You can also train your own custom embeddings. Please refer to this code sample for creating custom embeddings that can be passed on to this option.
If this field is left empty, embeddings will be trained from scratch.
tensorflow_nlp_pretrained_s3_access_key_id
¶
S3 access key ID to use when tensorflow_nlp_pretrained_embeddings_file_path
is set to an S3 location
Specify an S3 access key ID to use when tensorflow_nlp_pretrained_embeddings_file_path
is set to an S3 location. For more information, see the entry on the tensorflow_nlp_pretrained_embeddings_file_path expert setting.
tensorflow_nlp_pretrained_s3_secret_access_key
¶
S3 secret access key to use when tensorflow_nlp_pretrained_embeddings_file_path
is set to an S3 location
Specify an S3 secret access key to use when tensorflow_nlp_pretrained_embeddings_file_path
is set to an S3 location.

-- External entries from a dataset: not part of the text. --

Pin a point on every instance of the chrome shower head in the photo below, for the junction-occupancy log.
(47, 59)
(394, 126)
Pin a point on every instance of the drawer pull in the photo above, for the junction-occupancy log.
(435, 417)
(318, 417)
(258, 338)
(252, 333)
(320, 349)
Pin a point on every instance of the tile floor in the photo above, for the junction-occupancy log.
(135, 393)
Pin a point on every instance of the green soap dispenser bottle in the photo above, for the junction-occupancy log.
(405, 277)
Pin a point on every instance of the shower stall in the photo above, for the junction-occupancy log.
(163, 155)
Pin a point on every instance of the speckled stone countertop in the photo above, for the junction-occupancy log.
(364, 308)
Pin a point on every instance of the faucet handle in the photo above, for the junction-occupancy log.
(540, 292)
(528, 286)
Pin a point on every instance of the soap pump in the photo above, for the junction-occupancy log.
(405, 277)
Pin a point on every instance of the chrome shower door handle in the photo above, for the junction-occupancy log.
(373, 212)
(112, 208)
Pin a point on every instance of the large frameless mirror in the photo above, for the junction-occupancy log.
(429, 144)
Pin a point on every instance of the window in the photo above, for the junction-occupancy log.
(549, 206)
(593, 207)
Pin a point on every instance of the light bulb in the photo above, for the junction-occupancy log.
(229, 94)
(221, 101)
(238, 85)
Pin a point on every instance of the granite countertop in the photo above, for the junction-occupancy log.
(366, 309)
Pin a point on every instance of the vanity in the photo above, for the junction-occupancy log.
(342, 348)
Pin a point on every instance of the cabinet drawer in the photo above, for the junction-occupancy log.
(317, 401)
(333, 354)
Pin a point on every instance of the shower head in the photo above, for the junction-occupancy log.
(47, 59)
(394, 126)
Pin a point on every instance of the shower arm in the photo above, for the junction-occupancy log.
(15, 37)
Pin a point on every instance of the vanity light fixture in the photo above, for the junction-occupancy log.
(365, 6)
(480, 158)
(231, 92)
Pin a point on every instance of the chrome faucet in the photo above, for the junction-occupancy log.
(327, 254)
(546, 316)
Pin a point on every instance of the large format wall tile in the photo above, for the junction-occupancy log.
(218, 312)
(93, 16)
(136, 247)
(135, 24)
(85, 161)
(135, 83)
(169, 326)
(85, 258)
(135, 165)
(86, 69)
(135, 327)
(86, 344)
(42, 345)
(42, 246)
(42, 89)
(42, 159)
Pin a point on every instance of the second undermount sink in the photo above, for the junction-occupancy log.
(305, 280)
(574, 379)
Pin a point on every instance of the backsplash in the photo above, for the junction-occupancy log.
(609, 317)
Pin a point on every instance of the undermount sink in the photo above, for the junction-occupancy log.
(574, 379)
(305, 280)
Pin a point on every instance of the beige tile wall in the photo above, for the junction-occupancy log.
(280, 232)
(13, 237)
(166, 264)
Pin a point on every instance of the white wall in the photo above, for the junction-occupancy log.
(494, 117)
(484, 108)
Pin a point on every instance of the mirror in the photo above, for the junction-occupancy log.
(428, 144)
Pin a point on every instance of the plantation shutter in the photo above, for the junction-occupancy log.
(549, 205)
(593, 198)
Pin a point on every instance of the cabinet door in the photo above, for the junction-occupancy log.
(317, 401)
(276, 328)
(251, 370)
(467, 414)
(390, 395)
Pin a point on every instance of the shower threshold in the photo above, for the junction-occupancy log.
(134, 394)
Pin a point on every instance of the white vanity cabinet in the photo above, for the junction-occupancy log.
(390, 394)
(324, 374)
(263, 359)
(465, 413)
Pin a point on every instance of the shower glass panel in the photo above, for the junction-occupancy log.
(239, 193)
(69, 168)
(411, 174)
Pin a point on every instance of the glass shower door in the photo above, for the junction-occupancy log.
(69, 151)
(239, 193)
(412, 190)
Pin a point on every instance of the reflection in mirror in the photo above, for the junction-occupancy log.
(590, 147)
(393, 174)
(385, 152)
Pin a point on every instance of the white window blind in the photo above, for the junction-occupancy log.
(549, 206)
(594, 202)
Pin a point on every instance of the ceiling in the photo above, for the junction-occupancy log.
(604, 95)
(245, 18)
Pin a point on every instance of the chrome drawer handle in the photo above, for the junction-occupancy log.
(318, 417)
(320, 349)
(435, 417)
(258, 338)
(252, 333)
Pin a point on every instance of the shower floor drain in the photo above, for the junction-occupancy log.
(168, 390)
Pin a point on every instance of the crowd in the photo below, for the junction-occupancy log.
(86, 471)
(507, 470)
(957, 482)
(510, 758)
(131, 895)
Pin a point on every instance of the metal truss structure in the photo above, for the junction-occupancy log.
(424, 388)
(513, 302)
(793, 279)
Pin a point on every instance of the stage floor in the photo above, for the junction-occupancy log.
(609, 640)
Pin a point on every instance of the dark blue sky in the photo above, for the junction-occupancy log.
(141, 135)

For more information, see the entry on the tensorflow_nlp_pretrained_embeddings_file_path expert setting.
tensorflow_nlp_pretrained_embeddings_trainable
¶
For TensorFlow NLP, Allow Training of Unfrozen Pretrained Embeddings
Specify whether to allow training of all weights of the neural network graph, including the pretrained embedding layer weights. If this is disabled, the embedding layer will be frozen. All other weights, however, will still be fine-tuned. This is disabled by default.
text_fraction_for_text_dominated_problem
¶
Fraction of Text Columns Out of All Features to be Considered a Text-Dominanted Problem
Specify the fraction of text columns out of all features to be considered as a text-dominated problem. This value defaults to 0.3.
Specify when a string column will be treated as text (for an NLP problem) or just as a standard categorical variable. Higher values will favor string columns as categoricals, while lower values will favor string columns as text. This value defaults to 0.3.
text_transformer_fraction_for_text_dominated_problem
¶
Fraction of Text per All Transformers to Trigger That Text Dominated
Specify the fraction of text columns out of all features to be considered a text-dominated problem. This value defaults to 0.3.
string_col_as_text_threshold
¶
Threshold for String Columns to be Treated as Text
Specify the threshold value (from 0 to 1) for string columns to be treated as text (0.0 - text; 1.0 - string). This value defaults to 0.3.
text_transformers_max_vocabulary_size
¶
Max Size of the Vocabulary for Text Transformers
Max number of tokens created during fitting of Tfidf/Count based text transformers. If multiple values are provided, will use the first one for initial models, and use remaining values during parameter tuning and feature evolution. The default value is [1000, 5000]. Values smaller than 10000 are recommended for speed.